Step 3) Now let’s create a Secondary Network Interface. This will be attached to the Primary Server. In the EC2 Dashboard, click on Create Network Interface
Give a description of the new network interface. Create it in Subnet A, because that is where the PrimaryServer resides. Attach the Security Group of the Primary Server to the Elastic Network Interface.
Then Create the Interface.
Once the Interface has been created, click the Interface and click on Attach
Attach it to the Primary Server
Once the network interface has been attached, this will reflect in the Instance configuration.
In the EC2 dashboard, for the Primary Server, you will see 2 Private IP’s now.
Note that we chose the Amazon Machine Image because the configuration happens automatically for this AMI. If you choose another Linux Instance like Ubuntu, you need to do the configuration manually for the secondary network interface.
Step 4) Now let’s attach an Elastic IP to the Secondary ENI which we have attached to the primary instance.
Go to the Elastic IP section. Allocate a new Elastic IP address if one is not present.
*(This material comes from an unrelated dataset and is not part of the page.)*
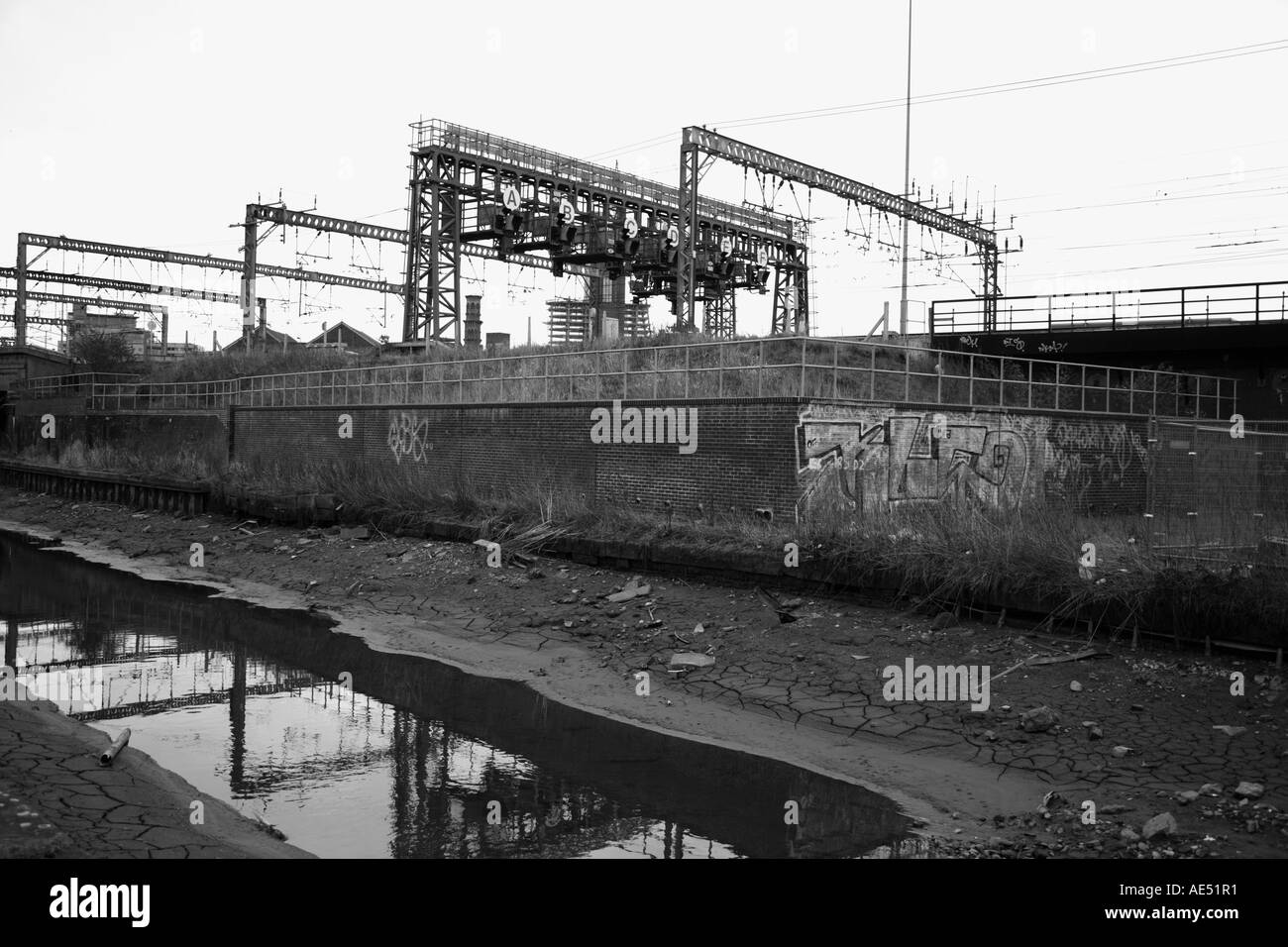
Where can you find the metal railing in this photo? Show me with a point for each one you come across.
(776, 368)
(1179, 307)
(65, 385)
(171, 395)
Let’s now associate it to the Secondary Private IP on the PrimaryServer
Step 5) To ensure the web server is running on the Elastic IP of the primary server, you need to ensure the Secondary private IP is entered in the configuration file for the Web server. For nginx, this setting will be in the /etc/nginx/nginx.conf file. First, stop the nginx server, change the Private IP and port number to the below. This IP is the private IP of the secondary ENI attached to the primary server.
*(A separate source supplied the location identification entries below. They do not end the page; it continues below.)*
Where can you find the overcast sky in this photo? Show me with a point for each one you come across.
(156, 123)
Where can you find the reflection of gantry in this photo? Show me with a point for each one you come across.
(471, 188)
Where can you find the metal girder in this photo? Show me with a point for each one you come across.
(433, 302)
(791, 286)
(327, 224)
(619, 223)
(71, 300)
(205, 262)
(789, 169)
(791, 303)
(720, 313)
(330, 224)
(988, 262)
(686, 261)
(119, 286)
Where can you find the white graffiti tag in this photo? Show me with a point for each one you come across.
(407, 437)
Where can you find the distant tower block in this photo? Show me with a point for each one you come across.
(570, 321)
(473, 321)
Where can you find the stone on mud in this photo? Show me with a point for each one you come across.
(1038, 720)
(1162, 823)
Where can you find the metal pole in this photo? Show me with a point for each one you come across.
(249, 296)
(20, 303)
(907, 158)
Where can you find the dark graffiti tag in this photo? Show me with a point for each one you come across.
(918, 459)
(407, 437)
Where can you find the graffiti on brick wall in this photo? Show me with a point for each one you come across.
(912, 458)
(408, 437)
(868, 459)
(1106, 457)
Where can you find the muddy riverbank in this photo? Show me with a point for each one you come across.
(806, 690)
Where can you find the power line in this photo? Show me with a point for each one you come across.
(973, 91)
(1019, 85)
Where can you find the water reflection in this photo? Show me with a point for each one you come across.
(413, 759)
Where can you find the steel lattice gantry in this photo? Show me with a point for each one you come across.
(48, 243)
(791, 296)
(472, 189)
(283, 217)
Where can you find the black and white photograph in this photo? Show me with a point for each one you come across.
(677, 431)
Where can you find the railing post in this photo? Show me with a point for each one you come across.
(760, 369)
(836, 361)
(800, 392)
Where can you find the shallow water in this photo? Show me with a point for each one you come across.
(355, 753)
listen [::]:80 default_server;
Then start the nginx server to confirm it is running, now on the Elastic IP
Step 6) Now to initiate a proper failover we need to perform the following
- Install nginx on the SecondaryServer
- Now we are going to modify the home page displayed by nginx just to understand that when we browse to this server, it is reflecting the page on this server
We need to go to the /usr/share/nginx/html folder and modify the index.html file. So if you browse to the home page of the web server on the Secondary Server, it would look like the below
Here the Welcome to message says “Welcome to nginx on Secondary Server”
- Next, we need to ensure to modify the nginx.conf file on this server as well to ensure it listens to the private IP as shown below. This is so that when the switch happens, the Elastic IP would anyway point to the below private IP and that would point to the web server on the secondary server.
listen [::]:80 default_server;
Step 7) Now let’s swap the Secondary ENI from the primary to the standby server
First Detach the Secondary Network Interface
Once detached, attach it to the Standby Server
Now when you browse to the Elastic IP, you will get the home page of the Standby Server
Important Points About Elastic Network Interface
- You can attach a network interface in one subnet to an instance in another subnet in the same VPC; however, both the network interface and the instance must reside in the same Availability Zone.
- You may require to bring up the second interface manually for the hot or warm attach of the additional network interface. So, it is advised to first configure the private IPv4 address, and then modify the route table according to that.
- The procedure of the attachment of another network interface to an existing instance (for example, a NIC teaming configuration) cannot be used to increase the network bandwidth to or from the dual-homed instance.
- If two or more network interfaces from the same subnet are attached to an instance, you may encounter networking issues such as asymmetric routing. It is recommended to use a secondary private IPv4 address on the primary network interface, if possible.